We consider the following setting. Each node i has a set of local files \(F_i\) with their hash values, and the goal is to identify, for each unique file \(f\in \bigcup _i F_i\), a single owner user u(f). (Once the operation is done, users may delete any file they do not own.)

This is easily done with the help of cComb as follows. Let h be a hash function. For file f and processing node i, call the pair (h(f), i) a tagged hash. The set \(S_i=\left\{ (h(f), i) \mid f\in F_i \right\} \) of tagged hashes of \(F_i\) is the input of node i. Define the operator \(\widetilde{\cup }\) that takes two sets \(S_i\) and \(S_j\) of tagged hashes, and returns a set of tagged hashes without duplicate hash values, i.e., if (xi) and (xj) are both in the union \(S_i\cup S_j\), then only \((x, \min (i,j))\) will be in \(S_i\,\widetilde{\cup }\,S_j\). Clearly \(\widetilde{\cup }\) is associative and commutative, has a unit element (\(\emptyset \)), and therefore can be used in the cComb algorithm. Note that if the total number of unique files in the system is m, then \(s=m\cdot (H+\log {n})\), where H is the number of bits in a hash value. Applying cComb with operation \(\widetilde{\cup }\) to inputs \(S_i\), we obtain a set of tagged hashes S for all files in the system, where \((h(f),i) \in S\) means that user i is the owner of file f. Then we invoke cCast to disseminate the ownership information to all nodes. Thus dedup can be done in CWC in \(O({Z_{\max }}\log n)\) rounds.

6 Conclusion and open problems

In this paper we have introduced a new model that incorporates cloud storage with a bandwidth-constrained communication network. We have developed a few building blocks in this model, and used these primitives to obtain effective solutions to some real-life distributed applications. There are many possible directions for future work; below, we mention a few.

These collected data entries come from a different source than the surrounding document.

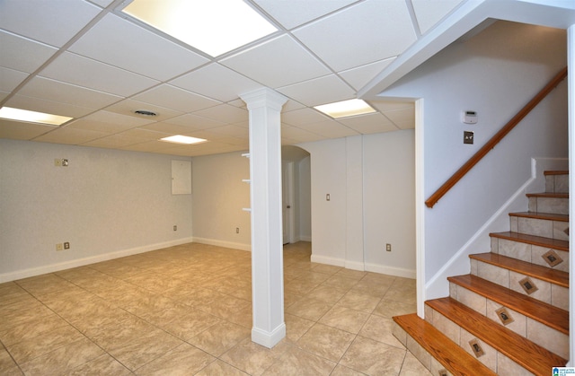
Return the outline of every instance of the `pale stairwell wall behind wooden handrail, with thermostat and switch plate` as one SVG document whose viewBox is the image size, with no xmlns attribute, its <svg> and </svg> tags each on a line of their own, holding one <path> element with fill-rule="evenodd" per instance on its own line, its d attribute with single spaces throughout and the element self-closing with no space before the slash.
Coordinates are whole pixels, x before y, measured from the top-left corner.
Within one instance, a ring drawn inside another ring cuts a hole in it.
<svg viewBox="0 0 575 376">
<path fill-rule="evenodd" d="M 566 66 L 565 31 L 496 22 L 455 43 L 383 95 L 424 99 L 423 185 L 429 197 L 482 144 Z M 465 249 L 491 216 L 531 178 L 531 158 L 567 157 L 566 88 L 562 83 L 433 209 L 424 209 L 427 298 L 447 295 L 442 267 L 468 272 L 468 253 L 489 251 L 489 237 Z M 479 123 L 463 125 L 465 109 Z M 475 133 L 463 144 L 463 131 Z M 525 208 L 526 210 L 526 208 Z M 507 231 L 500 228 L 493 231 Z M 460 257 L 452 259 L 459 252 Z"/>
</svg>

One interesting direction is to validate the model with simulations and/or implementations of the algorithms, e.g., implementing the federated learning algorithm suggested here.

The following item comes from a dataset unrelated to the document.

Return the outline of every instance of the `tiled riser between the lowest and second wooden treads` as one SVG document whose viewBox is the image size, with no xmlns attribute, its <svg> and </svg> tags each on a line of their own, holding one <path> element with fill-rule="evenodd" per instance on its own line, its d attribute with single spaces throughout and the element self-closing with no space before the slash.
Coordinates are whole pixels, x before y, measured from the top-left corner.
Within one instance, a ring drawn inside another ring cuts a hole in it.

A few algorithmic questions are left open by this paper. For example, can we get a good approximation ratio for the problem of combining in a general (directed, capacitated) network? Our results apply to fat links and the wheel topologies.

Another interesting issue is the case of multiple cloud nodes: How can nodes use them effectively, e.g., in combining? Possibly in this case one should also be concerned with privacy considerations.

Finally, fault tolerance: Practically, clouds are considered highly reliable. How should we exploit this fact to build more robust systems? And on the other hand, how can we build systems that can cope with varying cloud latency?